15
1 Toen kwamen er mensen uit Judea, die de christenen in Antiochië leerden: “Als jullie niet worden besneden volgens het gebruik dat door Mozes is opgelegd, kunnen jullie niet gered worden.” 2 En omdat Paulus en Barnabas hen krachtig tegenspraken en er grote onenigheid ontstond, werd besloten Paulus, Barnabas en enkele anderen uit hun midden naar de apostelen en oudsten in Jeruzalem te sturen om de kwestie met hen te bespreken. 3 Nadat de kerkgemeenschap hen uitgeleide had gedaan, reisden ze door Fenicië en Samaria, waar ze alle christenen blij maakten door hun uitgebreid te vertellen over de bekering van de niet-Joden. 4 In Jeruzalem aangekomen, werden ze door de kerkgemeenschap, de apostelen en de oudsten verwelkomd en brachten ze verslag uit over hetgeen God met hen had gedaan. 5 Maar enkele farizeeën die tot geloof waren gekomen, stonden op en zeiden: “Die mensen moeten worden besneden en ze moeten worden verplicht zich aan de Wet van Mozes te houden.” 6 Daarom kwamen de apostelen en oudsten bijeen om zich over deze kwestie te beraden. 7 Nadat er uitgebreid was gediscussieerd, stond Petrus op en sprak hen toe: “Geloofsgenoten, zoals jullie weten, heeft God mij enige tijd geleden uit jullie midden uitgekozen, opdat de niet-Joden de boodschap van het evangelie uit mijn mond zouden horen en tot geloof zouden komen. 8 En God, die het hart van de mensen kent, heeft dat bevestigd door hun de Heilige Geest te schenken, zoals eerder aan ons. 9 Hij maakt geen onderscheid tussen ons en hen, want Hij heeft hun harten gereinigd door het geloof. 10 Waarom stellen jullie God dan op de proef door een juk op de schouders van de volgelingen van Jezus te leggen dat noch onze voorvaders noch wijzelf konden dragen? 11 Want wij geloven dat het door de genade van de Heer Jezus is dat wij – en ook zij – gered worden.” 12 Alle aanwezigen werden stil en luisterden naar het verslag van Barnabas en Paulus over de tekenen en wonderen die God door hen had gedaan onder de niet-Joden. 13 Toen ze waren uitgesproken, reageerde Jakobus: “Geloofsgenoten, luister naar mij. 14 Simeon heeft uiteengezet hoe God reeds in het begin van plan was om uit de niet-Joden mensen uit te kiezen die voortaan zijn naam zouden dragen. 15 De woorden van de profeten stemmen hiermee overeen, want er staat:
16 ‘Daarna kom Ik terug en herbouw ik de vervallen hut van David;
Ik zal de ruïnes ervan herbouwen en herstellen,
17 opdat het overgebleven deel van de mensheid de Heer zal zoeken,
zelfs de volken die Ik heb geroepen om mijn naam te dragen,
zegt de Heer die deze dingen doet,
18 dingen die Hem altijd al bekend zijn.’
19 Daarom ben ik van oordeel dat we het niet moeilijk moeten maken voor de niet-Joden die zich tot God bekeren, 20 maar dat we hun moeten schrijven dat ze zich moeten onthouden van dingen die onrein zijn omdat ze aan afgoden zijn gewijd, van seksueel wangedrag, van vlees van verstikte dieren en van bloed. 21 Want de Wet van Mozes wordt vanouds in elke stad verkondigd en elke sabbat in de synagogen voorgelezen.”
22 Toen besloten de apostelen en de oudsten samen met de hele kerkgemeenschap, enkele van hun eigen mannen uit te kiezen en die samen met Paulus en Barnabas naar Antiochië te sturen.
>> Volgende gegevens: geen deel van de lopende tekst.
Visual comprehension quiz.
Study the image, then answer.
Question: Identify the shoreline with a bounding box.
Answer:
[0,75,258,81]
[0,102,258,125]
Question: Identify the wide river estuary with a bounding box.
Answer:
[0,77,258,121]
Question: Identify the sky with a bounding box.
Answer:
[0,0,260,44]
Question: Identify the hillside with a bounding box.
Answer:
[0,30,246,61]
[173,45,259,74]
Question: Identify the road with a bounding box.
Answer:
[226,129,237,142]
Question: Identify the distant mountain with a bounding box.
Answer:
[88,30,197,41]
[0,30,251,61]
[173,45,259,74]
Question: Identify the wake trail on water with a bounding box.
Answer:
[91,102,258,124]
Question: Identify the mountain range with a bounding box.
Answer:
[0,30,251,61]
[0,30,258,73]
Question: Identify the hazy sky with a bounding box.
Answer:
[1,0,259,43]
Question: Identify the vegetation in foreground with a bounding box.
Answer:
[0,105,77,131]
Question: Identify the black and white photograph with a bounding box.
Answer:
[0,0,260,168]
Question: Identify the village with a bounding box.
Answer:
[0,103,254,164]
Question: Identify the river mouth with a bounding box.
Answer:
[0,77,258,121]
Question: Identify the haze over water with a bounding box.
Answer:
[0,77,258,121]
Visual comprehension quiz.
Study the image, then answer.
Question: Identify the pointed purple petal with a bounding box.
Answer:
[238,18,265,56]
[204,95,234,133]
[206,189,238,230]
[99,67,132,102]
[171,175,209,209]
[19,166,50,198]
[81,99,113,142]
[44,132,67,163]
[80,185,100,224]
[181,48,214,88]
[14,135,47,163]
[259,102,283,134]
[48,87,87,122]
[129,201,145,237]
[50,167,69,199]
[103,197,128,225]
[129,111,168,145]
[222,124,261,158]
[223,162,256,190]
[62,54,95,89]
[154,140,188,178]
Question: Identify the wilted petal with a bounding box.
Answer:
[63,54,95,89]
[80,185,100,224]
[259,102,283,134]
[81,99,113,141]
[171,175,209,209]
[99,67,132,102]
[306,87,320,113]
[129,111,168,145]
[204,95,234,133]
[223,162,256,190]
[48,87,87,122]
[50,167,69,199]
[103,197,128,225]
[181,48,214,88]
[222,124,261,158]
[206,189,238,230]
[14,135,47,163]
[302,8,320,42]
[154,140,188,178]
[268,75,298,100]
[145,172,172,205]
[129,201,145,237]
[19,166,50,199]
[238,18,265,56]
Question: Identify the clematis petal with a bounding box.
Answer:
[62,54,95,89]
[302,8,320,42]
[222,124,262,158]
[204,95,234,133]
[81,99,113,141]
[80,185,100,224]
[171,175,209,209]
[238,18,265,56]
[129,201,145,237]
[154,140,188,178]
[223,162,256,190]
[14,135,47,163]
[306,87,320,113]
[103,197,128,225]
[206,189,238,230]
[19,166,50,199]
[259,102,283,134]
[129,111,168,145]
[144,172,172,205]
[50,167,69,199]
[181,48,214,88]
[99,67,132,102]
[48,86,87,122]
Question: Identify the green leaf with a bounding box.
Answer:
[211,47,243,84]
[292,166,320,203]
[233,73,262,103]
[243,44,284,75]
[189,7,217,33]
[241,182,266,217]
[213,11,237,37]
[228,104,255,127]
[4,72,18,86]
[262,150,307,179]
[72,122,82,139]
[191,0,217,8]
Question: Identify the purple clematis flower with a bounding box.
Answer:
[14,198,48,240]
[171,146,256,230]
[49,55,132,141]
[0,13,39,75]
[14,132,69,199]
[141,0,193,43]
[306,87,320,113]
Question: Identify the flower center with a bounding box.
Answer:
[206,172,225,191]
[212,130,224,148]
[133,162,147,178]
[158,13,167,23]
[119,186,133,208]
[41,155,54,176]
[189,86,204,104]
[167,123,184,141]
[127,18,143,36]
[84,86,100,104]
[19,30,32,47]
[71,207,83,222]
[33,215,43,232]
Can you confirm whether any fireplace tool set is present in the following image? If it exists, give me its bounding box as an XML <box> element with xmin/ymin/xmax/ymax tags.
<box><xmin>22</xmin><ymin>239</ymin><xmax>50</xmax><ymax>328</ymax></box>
Dit waren Judas (die Barsabbas wordt genoemd) en Silas, mannen die leiders waren onder de christenen. 23 Ze gaven hun de volgende brief mee:
“Van: de apostelen en de oudsten, jullie geloofsgenoten.
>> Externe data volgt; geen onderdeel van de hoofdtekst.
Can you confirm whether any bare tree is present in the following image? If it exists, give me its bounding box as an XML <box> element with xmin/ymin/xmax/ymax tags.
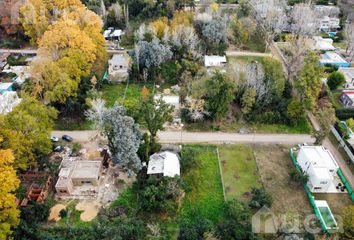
<box><xmin>249</xmin><ymin>0</ymin><xmax>288</xmax><ymax>51</ymax></box>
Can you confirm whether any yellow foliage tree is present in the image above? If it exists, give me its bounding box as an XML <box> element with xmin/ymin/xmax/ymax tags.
<box><xmin>0</xmin><ymin>150</ymin><xmax>20</xmax><ymax>240</ymax></box>
<box><xmin>170</xmin><ymin>11</ymin><xmax>193</xmax><ymax>30</ymax></box>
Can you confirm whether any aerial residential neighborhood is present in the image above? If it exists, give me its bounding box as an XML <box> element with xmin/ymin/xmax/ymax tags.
<box><xmin>0</xmin><ymin>0</ymin><xmax>354</xmax><ymax>240</ymax></box>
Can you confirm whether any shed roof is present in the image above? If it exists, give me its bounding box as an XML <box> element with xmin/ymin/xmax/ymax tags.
<box><xmin>204</xmin><ymin>55</ymin><xmax>227</xmax><ymax>67</ymax></box>
<box><xmin>147</xmin><ymin>151</ymin><xmax>180</xmax><ymax>177</ymax></box>
<box><xmin>109</xmin><ymin>54</ymin><xmax>129</xmax><ymax>65</ymax></box>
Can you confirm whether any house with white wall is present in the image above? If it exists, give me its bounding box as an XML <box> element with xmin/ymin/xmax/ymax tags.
<box><xmin>297</xmin><ymin>146</ymin><xmax>339</xmax><ymax>193</ymax></box>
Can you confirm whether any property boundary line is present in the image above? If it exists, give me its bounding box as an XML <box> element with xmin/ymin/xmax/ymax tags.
<box><xmin>216</xmin><ymin>146</ymin><xmax>226</xmax><ymax>202</ymax></box>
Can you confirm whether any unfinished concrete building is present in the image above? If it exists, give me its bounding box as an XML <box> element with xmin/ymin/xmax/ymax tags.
<box><xmin>55</xmin><ymin>161</ymin><xmax>102</xmax><ymax>196</ymax></box>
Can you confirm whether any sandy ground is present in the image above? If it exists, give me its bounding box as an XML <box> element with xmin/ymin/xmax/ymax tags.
<box><xmin>75</xmin><ymin>201</ymin><xmax>101</xmax><ymax>222</ymax></box>
<box><xmin>48</xmin><ymin>204</ymin><xmax>66</xmax><ymax>222</ymax></box>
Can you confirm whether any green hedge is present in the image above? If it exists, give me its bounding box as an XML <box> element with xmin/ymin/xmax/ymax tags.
<box><xmin>336</xmin><ymin>108</ymin><xmax>354</xmax><ymax>120</ymax></box>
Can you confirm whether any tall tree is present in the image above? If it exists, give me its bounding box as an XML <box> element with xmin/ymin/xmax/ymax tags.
<box><xmin>140</xmin><ymin>94</ymin><xmax>173</xmax><ymax>143</ymax></box>
<box><xmin>87</xmin><ymin>101</ymin><xmax>142</xmax><ymax>174</ymax></box>
<box><xmin>0</xmin><ymin>148</ymin><xmax>20</xmax><ymax>240</ymax></box>
<box><xmin>205</xmin><ymin>72</ymin><xmax>236</xmax><ymax>120</ymax></box>
<box><xmin>295</xmin><ymin>53</ymin><xmax>322</xmax><ymax>110</ymax></box>
<box><xmin>342</xmin><ymin>205</ymin><xmax>354</xmax><ymax>239</ymax></box>
<box><xmin>0</xmin><ymin>96</ymin><xmax>57</xmax><ymax>170</ymax></box>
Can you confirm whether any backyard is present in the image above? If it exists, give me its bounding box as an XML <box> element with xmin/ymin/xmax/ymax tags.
<box><xmin>219</xmin><ymin>145</ymin><xmax>262</xmax><ymax>200</ymax></box>
<box><xmin>181</xmin><ymin>145</ymin><xmax>224</xmax><ymax>222</ymax></box>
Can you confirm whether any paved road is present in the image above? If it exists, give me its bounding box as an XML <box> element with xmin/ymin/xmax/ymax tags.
<box><xmin>53</xmin><ymin>131</ymin><xmax>314</xmax><ymax>144</ymax></box>
<box><xmin>226</xmin><ymin>51</ymin><xmax>273</xmax><ymax>57</ymax></box>
<box><xmin>0</xmin><ymin>49</ymin><xmax>130</xmax><ymax>54</ymax></box>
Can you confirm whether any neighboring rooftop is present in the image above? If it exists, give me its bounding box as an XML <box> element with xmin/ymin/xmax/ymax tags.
<box><xmin>110</xmin><ymin>54</ymin><xmax>129</xmax><ymax>66</ymax></box>
<box><xmin>147</xmin><ymin>151</ymin><xmax>180</xmax><ymax>177</ymax></box>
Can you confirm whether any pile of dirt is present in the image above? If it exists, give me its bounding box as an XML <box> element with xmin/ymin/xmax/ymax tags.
<box><xmin>48</xmin><ymin>204</ymin><xmax>66</xmax><ymax>222</ymax></box>
<box><xmin>75</xmin><ymin>201</ymin><xmax>101</xmax><ymax>222</ymax></box>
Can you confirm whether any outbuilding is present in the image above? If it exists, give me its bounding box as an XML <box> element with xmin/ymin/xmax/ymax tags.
<box><xmin>204</xmin><ymin>55</ymin><xmax>227</xmax><ymax>67</ymax></box>
<box><xmin>320</xmin><ymin>52</ymin><xmax>350</xmax><ymax>68</ymax></box>
<box><xmin>147</xmin><ymin>151</ymin><xmax>180</xmax><ymax>177</ymax></box>
<box><xmin>297</xmin><ymin>146</ymin><xmax>339</xmax><ymax>193</ymax></box>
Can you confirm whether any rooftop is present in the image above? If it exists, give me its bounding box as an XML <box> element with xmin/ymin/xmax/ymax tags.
<box><xmin>301</xmin><ymin>146</ymin><xmax>338</xmax><ymax>168</ymax></box>
<box><xmin>109</xmin><ymin>54</ymin><xmax>129</xmax><ymax>65</ymax></box>
<box><xmin>320</xmin><ymin>52</ymin><xmax>347</xmax><ymax>63</ymax></box>
<box><xmin>147</xmin><ymin>151</ymin><xmax>180</xmax><ymax>177</ymax></box>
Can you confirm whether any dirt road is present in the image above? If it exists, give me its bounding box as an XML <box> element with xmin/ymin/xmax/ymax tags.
<box><xmin>53</xmin><ymin>131</ymin><xmax>314</xmax><ymax>144</ymax></box>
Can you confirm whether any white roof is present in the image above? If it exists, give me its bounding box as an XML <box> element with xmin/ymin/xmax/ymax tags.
<box><xmin>204</xmin><ymin>55</ymin><xmax>227</xmax><ymax>67</ymax></box>
<box><xmin>300</xmin><ymin>146</ymin><xmax>338</xmax><ymax>169</ymax></box>
<box><xmin>147</xmin><ymin>151</ymin><xmax>180</xmax><ymax>177</ymax></box>
<box><xmin>320</xmin><ymin>52</ymin><xmax>347</xmax><ymax>63</ymax></box>
<box><xmin>313</xmin><ymin>36</ymin><xmax>336</xmax><ymax>51</ymax></box>
<box><xmin>0</xmin><ymin>91</ymin><xmax>21</xmax><ymax>114</ymax></box>
<box><xmin>338</xmin><ymin>68</ymin><xmax>354</xmax><ymax>82</ymax></box>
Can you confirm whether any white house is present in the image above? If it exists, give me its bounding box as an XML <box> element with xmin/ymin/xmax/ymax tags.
<box><xmin>0</xmin><ymin>91</ymin><xmax>21</xmax><ymax>115</ymax></box>
<box><xmin>312</xmin><ymin>36</ymin><xmax>336</xmax><ymax>51</ymax></box>
<box><xmin>297</xmin><ymin>146</ymin><xmax>339</xmax><ymax>193</ymax></box>
<box><xmin>147</xmin><ymin>151</ymin><xmax>181</xmax><ymax>177</ymax></box>
<box><xmin>319</xmin><ymin>16</ymin><xmax>340</xmax><ymax>32</ymax></box>
<box><xmin>108</xmin><ymin>54</ymin><xmax>130</xmax><ymax>81</ymax></box>
<box><xmin>338</xmin><ymin>67</ymin><xmax>354</xmax><ymax>88</ymax></box>
<box><xmin>103</xmin><ymin>28</ymin><xmax>123</xmax><ymax>40</ymax></box>
<box><xmin>204</xmin><ymin>55</ymin><xmax>227</xmax><ymax>67</ymax></box>
<box><xmin>339</xmin><ymin>90</ymin><xmax>354</xmax><ymax>108</ymax></box>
Aan: onze niet-Joodse geloofsgenoten in Antiochië, Syrië en Cilicië.
Gegroet!
24 Wij hebben gehoord dat jullie zijn verontrust door mensen die bij ons vandaan komen maar geen mandaat van ons hadden, en die jullie met hun uitspraken diep hebben geschokt. 25 Daarom hebben wij gezamenlijk besloten, mannen uit te kiezen die we naar jullie toe sturen, samen met onze vrienden Barnabas en Paulus. 26 Die twee hebben hun levens op het spel gezet voor onze Heer Jezus Christus. 27 Wij sturen dus Judas en Silas mee; zij zullen ons schrijven mondeling bevestigen. 28 Want de Heilige Geest is van oordeel – en wij ook – dat jullie geen zwaardere last moet worden opgelegd dan de volgende vereisten: 29 je onthouden van vlees van afgodenoffers, bloed, vlees van verstikte dieren en seksueel wangedrag. Als jullie die dingen vermijden, handelen jullie juist.
Het ga jullie goed.”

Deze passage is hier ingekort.